Laurent Bouvet, “L’insécurité culturelle – sortir du malaise identitaire français” (Fayard)

04 February 2015 | PAR Amelie Eleouet

Laurent Bouvet est professeur de science politique à l’Université de Versailles Saint-Quentin en Yvelines et directeur de l’Observatoire de la vie politique de la Fondation Jean-Jaurès.

[rating=4]

9782213672199-XÉchec de la gauche, montée du FN, exacerbations identitaires et instrumentalisation politique sont au cœur de la réflexion de Laurent Bouvet dans cet ouvrage qui s’applique à susciter une réflexion citoyenne autour du malaise culturel qui s’est emparé depuis quelques temps déjà de la France.

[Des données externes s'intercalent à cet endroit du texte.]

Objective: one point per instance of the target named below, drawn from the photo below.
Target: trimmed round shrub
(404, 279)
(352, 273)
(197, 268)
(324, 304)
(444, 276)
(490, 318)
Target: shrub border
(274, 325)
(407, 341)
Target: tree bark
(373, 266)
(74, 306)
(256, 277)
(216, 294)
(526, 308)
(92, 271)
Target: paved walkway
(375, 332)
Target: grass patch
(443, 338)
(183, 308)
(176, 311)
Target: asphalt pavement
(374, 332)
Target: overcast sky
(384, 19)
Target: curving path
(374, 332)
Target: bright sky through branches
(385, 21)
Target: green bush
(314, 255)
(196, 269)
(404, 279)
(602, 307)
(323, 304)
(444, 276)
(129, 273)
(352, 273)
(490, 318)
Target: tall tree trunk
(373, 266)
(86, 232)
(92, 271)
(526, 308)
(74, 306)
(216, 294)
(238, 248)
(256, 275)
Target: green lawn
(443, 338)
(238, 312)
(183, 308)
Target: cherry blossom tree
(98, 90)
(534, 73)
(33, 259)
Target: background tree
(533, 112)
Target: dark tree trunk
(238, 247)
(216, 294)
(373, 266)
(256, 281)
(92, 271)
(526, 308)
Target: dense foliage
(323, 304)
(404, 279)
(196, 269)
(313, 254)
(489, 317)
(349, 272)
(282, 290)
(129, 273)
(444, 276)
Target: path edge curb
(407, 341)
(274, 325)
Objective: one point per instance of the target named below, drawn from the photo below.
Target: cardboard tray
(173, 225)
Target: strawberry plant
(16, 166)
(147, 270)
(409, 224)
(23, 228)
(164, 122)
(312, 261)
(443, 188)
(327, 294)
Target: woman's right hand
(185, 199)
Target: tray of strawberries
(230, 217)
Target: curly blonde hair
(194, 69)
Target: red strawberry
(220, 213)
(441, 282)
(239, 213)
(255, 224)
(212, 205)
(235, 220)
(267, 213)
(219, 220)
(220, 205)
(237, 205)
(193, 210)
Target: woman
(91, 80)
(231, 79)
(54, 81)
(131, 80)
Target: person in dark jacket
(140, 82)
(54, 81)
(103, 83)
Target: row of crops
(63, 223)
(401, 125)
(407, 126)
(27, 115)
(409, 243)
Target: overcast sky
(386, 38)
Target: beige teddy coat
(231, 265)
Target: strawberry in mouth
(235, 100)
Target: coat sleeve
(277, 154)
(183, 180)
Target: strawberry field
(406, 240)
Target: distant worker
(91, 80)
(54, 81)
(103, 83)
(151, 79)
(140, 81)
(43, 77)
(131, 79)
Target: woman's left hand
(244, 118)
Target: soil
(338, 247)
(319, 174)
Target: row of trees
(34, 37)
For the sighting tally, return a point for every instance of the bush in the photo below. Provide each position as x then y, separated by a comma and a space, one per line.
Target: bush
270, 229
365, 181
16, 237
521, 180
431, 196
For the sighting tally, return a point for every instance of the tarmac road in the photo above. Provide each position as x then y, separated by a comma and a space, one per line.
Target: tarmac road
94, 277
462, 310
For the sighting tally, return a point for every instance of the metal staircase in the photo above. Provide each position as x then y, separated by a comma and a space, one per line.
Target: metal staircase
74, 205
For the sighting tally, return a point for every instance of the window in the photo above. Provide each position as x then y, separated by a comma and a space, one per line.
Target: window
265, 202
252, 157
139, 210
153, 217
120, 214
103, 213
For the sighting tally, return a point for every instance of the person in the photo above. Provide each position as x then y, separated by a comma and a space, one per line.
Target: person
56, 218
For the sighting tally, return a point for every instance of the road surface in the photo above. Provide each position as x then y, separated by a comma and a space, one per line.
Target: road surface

Vaste sujet s’il en est, à la résonance encore plus forte au vu des événements récents, qui tente une lecture culturelle et identitaire de la société au-delà de la traditionnelle analyse économique et sociale, indispensable selon lui pour comprendre les mutations de l’électorat populaire et les crispations identitaires.

Car il existe un décalage certain entre les données factuelles, dirons-nous – la catégorie socio-professionnelle d’un individu, le milieu dont il est issu, ses revenus – et le ressenti de cet individu face aux changements sociétaux (aux niveaux local, national, mondial), soit la somme de ses craintes et de ses représentations, puis leur répercussion sur son vote.

Peur de la mondialisation à grande échelle, de l’ouverture des frontières au niveau national, peur de « l’autre » au quotidien, et par effet boomerang, naissance et manifestation d’une défiance vis-à-vis du pouvoir politique, tenu pour seul responsable de cette insécurité globale.

Laurent Bouvet explique que le questionnement autour de l’insécurité culturelle a vu le jour au moment de la présidentielle de 2012, en constatant l’écart important des résultats de Jean-Luc Mélenchon et Marine Le Pen, tous deux censés être portés par l’électorat populaire.
Où il est apparu très nettement que le Front National, par le biais de l’instrumentalisation des thématiques identitaires et culturelles ces 30 dernières années, qu’il explique en détails (rejet de l’immigration et de l’Islam en sont les 2 axes), et un temps aidé par le discours Sarkozyste (débat sur l’identité nationale) a entraîné un basculement du vote des catégories populaires à droite, par le biais de phénomènes comme la peur du déclassement par exemple, phénomènes là encore très explicités.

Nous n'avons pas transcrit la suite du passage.